Frank Addante (born 1976) is a serial entrepreneur, early Internet pioneer and well-known blogger. Addante has a successful entrepreneurial track record, having started 5 companies, resulting in one IPO and two acquisitions.

[edit] Entrepreneurial career

Addante founded the Rubicon Project in early 2007. As the founding CEO, he set a mission for the company to automate the massive, yet highly inefficient online advertising market.

Prior to the Rubicon Project Addante served as the Founding CEO of StrongMail Systems, the leading email and digital messaging infrastructure provider for thousands of companies worldwide, including Fox Sports/MSN, Ticketmaster, Williams Sonoma, FTD, Real Networks, Netflix, AAA and Stanford University.

StrongMail Systems was incubated by Addante and Associates, LLC, a technology incubator company created by Addante in 2001 during the dot-com fallout, a time when many were reluctant to start new companies. Addante incubated and then lead StrongMail from inception, to an initial cash-flow positive business, to becoming the market leader in less than 4 years, raising over $30 million in venture capital from top-tier investors including Sequoia Capital (investors behind Google, Yahoo, Oracle, Cisco and Apple).

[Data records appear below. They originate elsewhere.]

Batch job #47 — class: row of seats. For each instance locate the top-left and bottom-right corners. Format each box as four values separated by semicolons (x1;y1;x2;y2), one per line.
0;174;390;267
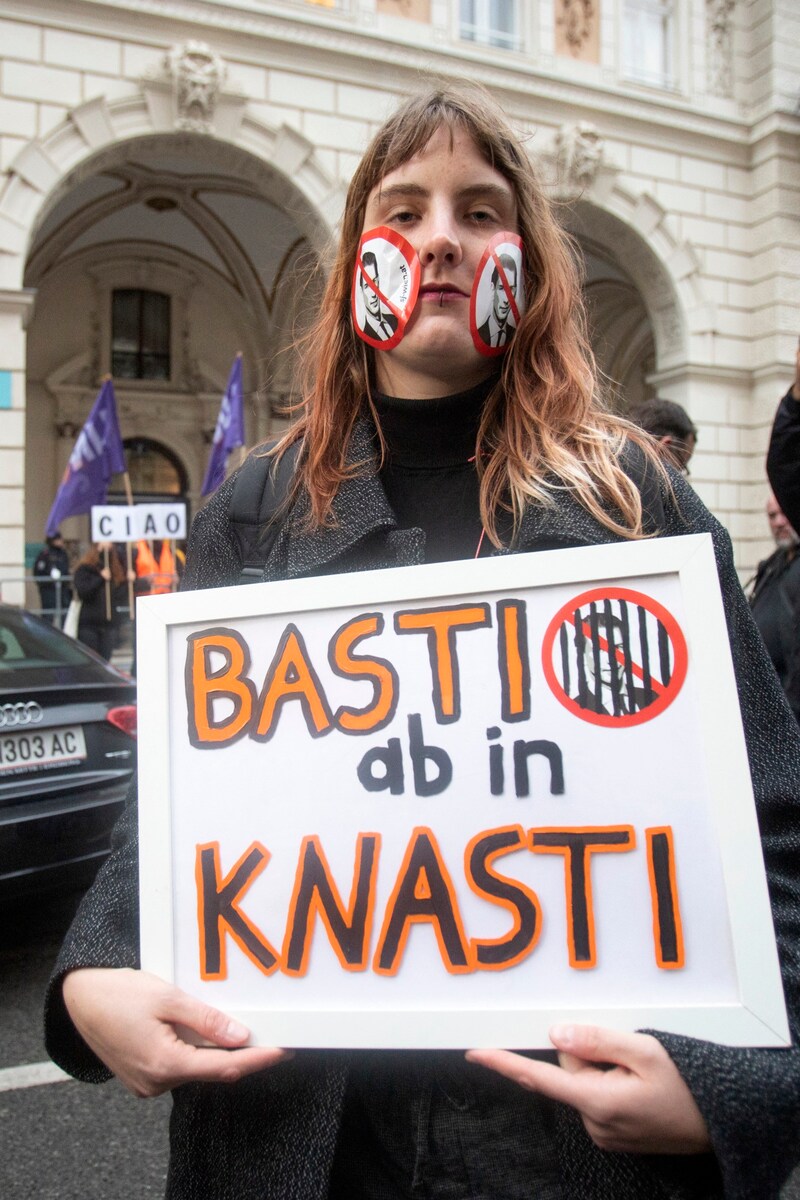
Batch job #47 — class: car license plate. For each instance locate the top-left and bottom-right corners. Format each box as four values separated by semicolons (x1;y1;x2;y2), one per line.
0;725;86;773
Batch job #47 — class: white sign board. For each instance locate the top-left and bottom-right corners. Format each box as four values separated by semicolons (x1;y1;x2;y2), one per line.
137;535;788;1048
91;504;186;541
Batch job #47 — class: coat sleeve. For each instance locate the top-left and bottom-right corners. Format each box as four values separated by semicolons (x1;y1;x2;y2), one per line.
766;388;800;532
73;565;106;600
642;480;800;1200
44;476;241;1082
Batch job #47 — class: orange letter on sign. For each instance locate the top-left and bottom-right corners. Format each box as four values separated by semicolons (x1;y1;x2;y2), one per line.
373;828;475;974
253;624;332;742
194;841;278;979
464;826;542;971
283;833;380;976
395;604;492;725
327;612;398;733
184;629;255;749
528;826;636;970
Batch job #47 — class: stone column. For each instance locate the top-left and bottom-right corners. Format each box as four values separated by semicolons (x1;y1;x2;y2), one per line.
0;288;35;605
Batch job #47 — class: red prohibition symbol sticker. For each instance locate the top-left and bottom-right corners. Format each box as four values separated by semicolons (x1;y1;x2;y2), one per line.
542;588;688;727
350;226;420;350
469;233;525;359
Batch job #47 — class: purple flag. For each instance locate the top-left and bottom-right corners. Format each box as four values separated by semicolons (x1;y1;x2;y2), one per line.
46;379;127;538
200;354;245;496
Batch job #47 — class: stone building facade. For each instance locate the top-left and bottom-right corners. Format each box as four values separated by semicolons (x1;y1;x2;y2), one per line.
0;0;800;602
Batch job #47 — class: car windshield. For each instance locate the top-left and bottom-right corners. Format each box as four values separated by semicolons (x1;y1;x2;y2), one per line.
0;612;98;676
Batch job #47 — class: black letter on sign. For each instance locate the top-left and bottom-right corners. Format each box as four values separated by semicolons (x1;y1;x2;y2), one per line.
467;826;541;971
528;826;636;968
644;826;686;971
408;713;452;796
356;738;404;796
513;739;564;796
283;833;380;976
194;841;278;979
373;828;475;974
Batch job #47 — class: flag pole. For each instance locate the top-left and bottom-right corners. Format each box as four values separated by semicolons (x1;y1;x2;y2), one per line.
103;546;112;620
122;470;136;620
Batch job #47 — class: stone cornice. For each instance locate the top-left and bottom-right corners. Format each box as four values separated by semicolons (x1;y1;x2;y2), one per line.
4;0;777;157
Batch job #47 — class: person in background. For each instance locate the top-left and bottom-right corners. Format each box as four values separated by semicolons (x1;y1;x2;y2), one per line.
631;396;697;475
750;492;800;719
766;341;800;529
34;529;72;625
73;541;136;660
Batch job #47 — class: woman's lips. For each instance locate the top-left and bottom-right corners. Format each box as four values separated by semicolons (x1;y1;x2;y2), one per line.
420;283;467;305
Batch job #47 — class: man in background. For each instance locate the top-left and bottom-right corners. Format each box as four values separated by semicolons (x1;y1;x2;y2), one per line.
631;396;697;475
750;492;800;719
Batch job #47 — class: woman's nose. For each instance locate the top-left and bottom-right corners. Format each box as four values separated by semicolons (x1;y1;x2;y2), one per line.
420;212;462;266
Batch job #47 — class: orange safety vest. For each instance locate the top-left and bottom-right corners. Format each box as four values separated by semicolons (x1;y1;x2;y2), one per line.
136;541;175;595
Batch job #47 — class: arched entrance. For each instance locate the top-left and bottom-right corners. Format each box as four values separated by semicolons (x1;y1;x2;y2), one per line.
566;199;686;414
25;132;321;552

Addante was formerly Chief Technology Officer and technology Founder of L90, Inc., a publicly-held Internet advertising company. Addante was actively involved in sales, marketing and corporate development efforts leading to a $112 million IPO led by SG Cowen. Addante invented adMonitor, one of the Internet’s top Internet advertising applications for the Global 2000. adMonitor delivered over 8 billion ad transactions per month for over 3,000 customers, reached 65% of the worldwide Internet population and produced over $75M in revenues. adMonitor was acquired by DoubleClick in October, 2001.

Shortly after L90’s IPO, Addante left the company and was the Founding CEO of Zondigo, a wireless and voice software company partnered with Intel. Addante successfully raised a second round of financing for Zondigo in 2001 and shortly thereafter, he returned the money to the company’s investors, realizing that the wireless market opportunity was quickly declining at the time. Zondigo was later acquired by Voxicom. As an early pioneer of the Internet, Addante developed Starting Point, a search engine portal that became the 7th most popular Internet site from 1995–1997 and was acquired by CMGI/YesMail.

In addition to starting his own companies, Addante helped Ticketmaster gain entry into the $10 Billion ticketing resale market by leading the creation and development of a very high profile ticketing auction platform called TicketExchange. TicketExchange now services millions of consumers at Ticketmaster.com.

Addante received his education in electrical and computer engineering at the Illinois Institute of Technology and serves on various boards of innovative technology and marketing companies including StrongMail Systems, mobileStorm, AnswerU, Neovision, Webtigo, Flukiest.com, Whizler.com and the Rubicon Project.

A Chicago native, Frank lives in Los Angeles with his wife, Rita, and spends his free time mentoring young entrepreneurs, surfing, practicing martial arts and running.